Santo Domingo, Mérida.–
Los habitantes del municipio Cardenal Quintero enfrentan una creciente dificultad para adquirir proteínas básicas. Este viernes, el gremio de comerciantes del rubro cárnico emitió un comunicado público para alertar sobre la crítica situación que atraviesa el sector, justificando la escasez de productos y el cierre temporal de varios establecimientos en la zona.

El "Dólar Negro": El detonante de la crisis


Según el documento presentado por los carniceros, el principal factor de desestabilización es la brecha entre la tasa oficial del Banco Central de Venezuela (BCV) y el denominado “dólar negro”. Esta distorsión ha provocado una inflación superior al 100% en los costos operativos y de adquisición.

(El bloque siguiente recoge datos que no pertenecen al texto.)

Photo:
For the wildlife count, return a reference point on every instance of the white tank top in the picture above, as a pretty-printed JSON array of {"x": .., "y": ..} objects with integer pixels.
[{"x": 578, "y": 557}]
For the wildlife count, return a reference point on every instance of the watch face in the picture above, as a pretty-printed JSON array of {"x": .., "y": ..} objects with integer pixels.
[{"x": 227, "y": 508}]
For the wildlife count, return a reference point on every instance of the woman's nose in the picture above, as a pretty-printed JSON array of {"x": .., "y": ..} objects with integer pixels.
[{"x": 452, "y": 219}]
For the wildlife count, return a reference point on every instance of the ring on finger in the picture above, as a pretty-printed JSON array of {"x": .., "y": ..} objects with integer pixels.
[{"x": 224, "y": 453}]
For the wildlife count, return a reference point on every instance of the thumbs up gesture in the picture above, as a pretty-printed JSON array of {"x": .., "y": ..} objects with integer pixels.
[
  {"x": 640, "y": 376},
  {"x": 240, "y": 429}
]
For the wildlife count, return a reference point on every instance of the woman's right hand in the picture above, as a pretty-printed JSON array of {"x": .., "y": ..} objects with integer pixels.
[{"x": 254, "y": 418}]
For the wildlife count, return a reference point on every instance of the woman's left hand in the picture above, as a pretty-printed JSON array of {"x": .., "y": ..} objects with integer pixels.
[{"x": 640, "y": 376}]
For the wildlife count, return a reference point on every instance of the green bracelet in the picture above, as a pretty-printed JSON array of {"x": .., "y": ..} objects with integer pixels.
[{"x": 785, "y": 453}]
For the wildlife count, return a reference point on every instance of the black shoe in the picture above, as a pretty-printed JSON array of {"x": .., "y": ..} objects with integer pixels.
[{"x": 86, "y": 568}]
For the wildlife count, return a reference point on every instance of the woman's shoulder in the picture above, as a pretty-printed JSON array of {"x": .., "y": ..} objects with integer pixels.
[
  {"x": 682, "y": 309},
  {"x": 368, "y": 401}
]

Los comerciantes explicaron que el proceso de compra de ganado se realiza mayoritariamente en moneda extranjera. Al convertir estos costos a bolívares para la venta al público —bajo la normativa de la tasa oficial—, la estructura de costos se vuelve insostenible.

“Es imposible trabajar bajo estas condiciones y que la gente pueda acceder a la carne con precios tan especulativos”, afirmaron representantes del gremio, subrayando que el poder adquisitivo del consumidor local no puede absorber los constantes incrementos.

Exigencia de regulación justa


Ante el riesgo de una paralización total, el sector cárnico hizo un llamado urgente a las autoridades competentes. La propuesta central es que la regulación de precios no recaiga solo en el eslabón final de la cadena, sino que se aplique desde el origen.

Que el precio del ganado en pie sea regulado estrictamente bajo la tasa oficial del BCV. Los carniceros denuncian una desigualdad de condiciones, ya que a ellos se les exige vender a tasa oficial, mientras que sus proveedores aplican precios basados en el mercado paralelo.

Riesgo en la seguridad alimentaria


El gremio advirtió que esta no es solo una crisis de rentabilidad para los negocios, sino una amenaza directa a la seguridad alimentaria del municipio. De no tomarse medidas correctivas inmediatas, el desabastecimiento podría agravarse en los próximos días, dejando a miles de familias sin acceso a este rubro esencial.

Por ahora, muchos locales permanecen con las santamarías abajo a la espera de una mesa de diálogo con las autoridades locales o regionales que permita establecer condiciones de comercialización viables.